How Many Zeros in a Quadrillion?
A quadrillion has 15 zeros: 1,000,000,000,000,000. In scientific notation it is written as 1015. The short-scale system — used in the United States and modern British English — defines a quadrillion as one thousand trillion. This number has five groups of three zeros beyond the initial 1, which is why counting the zeros manually can be a useful double-check. The prefix quadri- means four, referring to the fourth power of a million (106×4 = 1024) in the older long-scale system, though in everyday modern usage a quadrillion always means 1015. Learn more about trillion zeros.
A quadrillion has
15
zeros
- Written Form
- 1 followed by 15 zeros
- Scientific
- 10¹⁵
How Many Zeros Separate a Quadrillion from a Trillion?
A quadrillion is exactly 1,000 times larger than a trillion. A trillion has 12 zeros; a quadrillion has 15 — three additional zeros representing that factor of one thousand. To put that step in perspective: if a trillion seconds is roughly 31,700 years, then a quadrillion seconds is closer to 31.7 million years.
The jump from trillion to quadrillion follows the same pattern that applies across the entire short-scale sequence: each successive name adds three more zeros. Quintillion comes next with 18 zeros, and the pattern continues from there. The table below shows where quadrillion sits in that sequence: Learn more about how many zeros does a decillion have.

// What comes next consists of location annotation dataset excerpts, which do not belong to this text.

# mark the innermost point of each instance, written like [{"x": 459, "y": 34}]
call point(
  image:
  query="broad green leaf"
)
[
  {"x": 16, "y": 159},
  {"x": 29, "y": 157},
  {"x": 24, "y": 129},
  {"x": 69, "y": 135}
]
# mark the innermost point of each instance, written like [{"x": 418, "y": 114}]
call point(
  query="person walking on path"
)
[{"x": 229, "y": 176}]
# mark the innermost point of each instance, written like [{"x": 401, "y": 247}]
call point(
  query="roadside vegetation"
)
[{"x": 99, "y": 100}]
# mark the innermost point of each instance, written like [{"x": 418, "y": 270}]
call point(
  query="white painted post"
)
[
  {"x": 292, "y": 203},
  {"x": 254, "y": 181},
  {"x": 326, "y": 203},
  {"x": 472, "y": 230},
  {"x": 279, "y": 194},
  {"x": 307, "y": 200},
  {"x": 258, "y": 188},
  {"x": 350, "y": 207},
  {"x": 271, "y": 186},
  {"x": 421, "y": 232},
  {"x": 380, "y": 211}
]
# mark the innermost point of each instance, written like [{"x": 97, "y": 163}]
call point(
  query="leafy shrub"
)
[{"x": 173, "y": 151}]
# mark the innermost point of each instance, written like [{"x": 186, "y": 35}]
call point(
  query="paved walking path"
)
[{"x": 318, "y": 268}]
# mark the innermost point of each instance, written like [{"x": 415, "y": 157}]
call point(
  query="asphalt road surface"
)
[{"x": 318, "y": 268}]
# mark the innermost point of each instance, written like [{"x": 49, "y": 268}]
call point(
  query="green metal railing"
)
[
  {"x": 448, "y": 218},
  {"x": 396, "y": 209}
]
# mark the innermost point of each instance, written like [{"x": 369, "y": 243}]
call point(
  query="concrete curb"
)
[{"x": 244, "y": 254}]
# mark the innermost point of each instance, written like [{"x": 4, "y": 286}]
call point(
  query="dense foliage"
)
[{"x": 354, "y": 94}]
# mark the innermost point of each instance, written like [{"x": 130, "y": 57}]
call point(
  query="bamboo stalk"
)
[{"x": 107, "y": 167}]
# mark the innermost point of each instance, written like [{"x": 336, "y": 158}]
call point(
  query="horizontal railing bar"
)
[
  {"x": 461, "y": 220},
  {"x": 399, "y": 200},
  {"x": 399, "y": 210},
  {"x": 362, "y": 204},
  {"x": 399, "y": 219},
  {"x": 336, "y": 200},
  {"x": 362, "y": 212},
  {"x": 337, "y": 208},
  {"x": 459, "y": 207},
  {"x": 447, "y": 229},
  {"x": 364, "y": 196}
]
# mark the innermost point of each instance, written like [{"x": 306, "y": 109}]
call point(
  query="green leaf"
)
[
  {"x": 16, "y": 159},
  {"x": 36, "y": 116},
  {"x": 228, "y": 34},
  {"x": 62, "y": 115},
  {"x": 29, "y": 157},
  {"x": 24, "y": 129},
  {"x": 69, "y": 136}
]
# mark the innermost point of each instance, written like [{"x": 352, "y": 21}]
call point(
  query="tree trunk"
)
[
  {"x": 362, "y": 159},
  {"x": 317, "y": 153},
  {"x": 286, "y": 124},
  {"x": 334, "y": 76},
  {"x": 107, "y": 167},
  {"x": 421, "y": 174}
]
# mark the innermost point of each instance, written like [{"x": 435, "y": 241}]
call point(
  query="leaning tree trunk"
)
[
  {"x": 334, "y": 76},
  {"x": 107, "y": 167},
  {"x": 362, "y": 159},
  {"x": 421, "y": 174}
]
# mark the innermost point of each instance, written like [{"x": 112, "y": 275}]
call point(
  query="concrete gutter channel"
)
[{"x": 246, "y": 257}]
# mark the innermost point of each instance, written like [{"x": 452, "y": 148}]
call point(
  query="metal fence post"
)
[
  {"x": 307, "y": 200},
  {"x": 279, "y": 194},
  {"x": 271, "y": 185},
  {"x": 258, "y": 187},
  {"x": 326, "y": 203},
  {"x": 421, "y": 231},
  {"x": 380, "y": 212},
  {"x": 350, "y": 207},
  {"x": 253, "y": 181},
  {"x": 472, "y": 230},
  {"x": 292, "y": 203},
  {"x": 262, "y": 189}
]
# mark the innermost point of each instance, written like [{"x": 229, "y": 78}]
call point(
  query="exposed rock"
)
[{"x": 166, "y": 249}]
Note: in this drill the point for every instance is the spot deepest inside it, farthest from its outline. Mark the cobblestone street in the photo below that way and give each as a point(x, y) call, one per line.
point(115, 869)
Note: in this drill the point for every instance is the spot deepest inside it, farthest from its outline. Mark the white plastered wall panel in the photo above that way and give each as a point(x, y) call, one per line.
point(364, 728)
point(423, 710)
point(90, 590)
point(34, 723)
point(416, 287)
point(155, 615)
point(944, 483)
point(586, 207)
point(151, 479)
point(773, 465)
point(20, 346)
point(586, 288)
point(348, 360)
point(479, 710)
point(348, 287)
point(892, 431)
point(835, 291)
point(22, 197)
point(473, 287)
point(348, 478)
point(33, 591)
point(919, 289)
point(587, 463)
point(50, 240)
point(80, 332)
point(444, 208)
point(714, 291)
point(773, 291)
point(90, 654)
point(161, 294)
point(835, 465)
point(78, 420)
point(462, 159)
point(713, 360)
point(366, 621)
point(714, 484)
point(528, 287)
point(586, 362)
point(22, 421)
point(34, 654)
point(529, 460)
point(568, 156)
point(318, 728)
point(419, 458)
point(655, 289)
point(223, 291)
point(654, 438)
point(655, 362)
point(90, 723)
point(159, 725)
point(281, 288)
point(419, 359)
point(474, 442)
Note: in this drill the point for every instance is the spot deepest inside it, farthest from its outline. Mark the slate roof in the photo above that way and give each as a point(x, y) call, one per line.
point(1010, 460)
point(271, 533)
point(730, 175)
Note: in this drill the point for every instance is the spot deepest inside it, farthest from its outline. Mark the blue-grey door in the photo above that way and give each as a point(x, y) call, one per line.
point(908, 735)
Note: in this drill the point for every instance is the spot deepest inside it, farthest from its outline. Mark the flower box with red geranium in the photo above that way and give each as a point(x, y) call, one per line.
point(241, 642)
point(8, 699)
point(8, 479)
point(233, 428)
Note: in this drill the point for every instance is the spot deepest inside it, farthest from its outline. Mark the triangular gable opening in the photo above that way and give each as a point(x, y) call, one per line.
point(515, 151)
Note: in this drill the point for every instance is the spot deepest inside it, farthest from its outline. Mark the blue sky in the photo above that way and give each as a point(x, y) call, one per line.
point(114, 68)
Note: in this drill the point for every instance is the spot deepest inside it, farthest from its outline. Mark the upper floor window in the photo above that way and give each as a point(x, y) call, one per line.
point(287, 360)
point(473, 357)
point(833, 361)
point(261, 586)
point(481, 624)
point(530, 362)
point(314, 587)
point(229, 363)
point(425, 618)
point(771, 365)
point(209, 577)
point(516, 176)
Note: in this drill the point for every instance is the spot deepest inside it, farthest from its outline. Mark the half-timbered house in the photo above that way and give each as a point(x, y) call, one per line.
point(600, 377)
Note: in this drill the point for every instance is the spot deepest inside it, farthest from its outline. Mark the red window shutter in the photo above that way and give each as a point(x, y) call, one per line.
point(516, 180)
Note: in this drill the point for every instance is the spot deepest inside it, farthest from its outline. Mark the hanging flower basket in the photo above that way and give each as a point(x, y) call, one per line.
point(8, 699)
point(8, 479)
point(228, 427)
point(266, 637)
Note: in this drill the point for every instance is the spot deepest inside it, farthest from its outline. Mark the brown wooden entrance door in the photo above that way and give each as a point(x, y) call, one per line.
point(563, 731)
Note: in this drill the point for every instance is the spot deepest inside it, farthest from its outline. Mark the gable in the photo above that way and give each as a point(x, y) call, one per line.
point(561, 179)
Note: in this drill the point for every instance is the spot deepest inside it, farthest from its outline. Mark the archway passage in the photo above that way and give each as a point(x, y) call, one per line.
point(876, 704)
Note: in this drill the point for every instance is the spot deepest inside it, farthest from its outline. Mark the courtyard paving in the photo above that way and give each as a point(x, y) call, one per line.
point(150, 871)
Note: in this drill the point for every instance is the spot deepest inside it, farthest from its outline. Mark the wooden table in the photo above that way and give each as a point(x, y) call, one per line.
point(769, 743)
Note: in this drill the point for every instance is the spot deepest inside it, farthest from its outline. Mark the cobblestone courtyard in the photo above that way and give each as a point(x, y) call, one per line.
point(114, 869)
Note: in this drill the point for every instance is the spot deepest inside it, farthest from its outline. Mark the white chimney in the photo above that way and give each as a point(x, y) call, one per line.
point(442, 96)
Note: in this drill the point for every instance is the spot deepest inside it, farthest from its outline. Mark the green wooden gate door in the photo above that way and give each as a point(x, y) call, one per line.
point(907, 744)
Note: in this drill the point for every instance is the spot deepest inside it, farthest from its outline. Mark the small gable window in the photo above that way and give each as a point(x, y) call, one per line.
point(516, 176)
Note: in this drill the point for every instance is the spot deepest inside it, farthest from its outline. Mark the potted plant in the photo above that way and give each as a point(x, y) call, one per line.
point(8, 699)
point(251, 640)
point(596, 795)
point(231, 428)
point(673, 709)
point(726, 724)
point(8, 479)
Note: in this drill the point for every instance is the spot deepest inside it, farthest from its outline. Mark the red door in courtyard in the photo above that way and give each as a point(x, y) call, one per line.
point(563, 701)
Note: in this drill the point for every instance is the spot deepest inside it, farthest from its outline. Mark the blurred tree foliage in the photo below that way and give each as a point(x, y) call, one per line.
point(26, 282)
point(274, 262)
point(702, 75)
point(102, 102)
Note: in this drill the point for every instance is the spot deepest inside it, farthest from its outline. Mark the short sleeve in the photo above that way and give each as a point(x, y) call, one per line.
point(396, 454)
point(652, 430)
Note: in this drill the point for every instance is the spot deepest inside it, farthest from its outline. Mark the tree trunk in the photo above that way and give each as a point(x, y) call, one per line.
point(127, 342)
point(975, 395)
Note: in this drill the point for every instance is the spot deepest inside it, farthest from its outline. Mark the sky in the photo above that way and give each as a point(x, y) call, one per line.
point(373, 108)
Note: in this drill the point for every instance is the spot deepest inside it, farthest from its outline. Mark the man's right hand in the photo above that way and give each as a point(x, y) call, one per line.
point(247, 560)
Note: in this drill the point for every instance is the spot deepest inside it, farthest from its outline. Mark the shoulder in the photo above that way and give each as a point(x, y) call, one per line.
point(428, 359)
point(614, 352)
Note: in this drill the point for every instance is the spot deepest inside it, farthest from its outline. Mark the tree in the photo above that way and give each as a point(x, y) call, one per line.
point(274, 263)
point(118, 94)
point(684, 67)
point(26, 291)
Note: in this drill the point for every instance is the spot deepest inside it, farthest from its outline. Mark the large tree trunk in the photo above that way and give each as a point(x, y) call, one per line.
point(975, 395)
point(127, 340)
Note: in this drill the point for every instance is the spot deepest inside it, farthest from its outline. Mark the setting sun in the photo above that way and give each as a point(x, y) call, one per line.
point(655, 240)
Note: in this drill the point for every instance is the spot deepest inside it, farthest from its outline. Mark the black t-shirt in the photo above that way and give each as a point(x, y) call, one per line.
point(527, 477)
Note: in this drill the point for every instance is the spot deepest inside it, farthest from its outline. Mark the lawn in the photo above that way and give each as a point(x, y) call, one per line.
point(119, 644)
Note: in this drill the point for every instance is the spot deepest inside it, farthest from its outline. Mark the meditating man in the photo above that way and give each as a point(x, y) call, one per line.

| Name | Zeros | Written out |
|---|---|---|
| Trillion | 12 | 1,000,000,000,000 |
| Quadrillion | 15 | 1,000,000,000,000,000 |
| Quintillion | 18 | 1,000,000,000,000,000,000 |
Real-world references at the quadrillion scale include global financial figures. The total notional value of global derivatives markets has been estimated in the hundreds of trillions to low quadrillions of dollars. The number of cells in the human body is also sometimes quoted near the quadrillion range when counting cellular organisms in the microbiome.
How Many Zeros Does a Long-Scale Quadrillion Have?
In the long-scale numbering system — historically used in much of continental Europe and still official in many countries — a quadrillion means something very different: 1024, or 1 followed by 24 zeros. This is because the long scale defines each new "-illion" as a million times the previous one, rather than a thousand times. Learn more about how many zeros does a billion have.
So a long-scale quadrillion equals what the short scale calls a septillion. This gap grows wider with each step up the naming ladder, which is why scientific papers and international finance use scientific notation rather than number names — 1015 means the same thing everywhere, regardless of which naming convention a reader uses. Related: Million zeros.
For practical purposes, if you are reading an English-language source published in the US or UK after the 1970s, "quadrillion" almost certainly refers to 15 zeros (1015). The long-scale meaning has largely faded from everyday English use.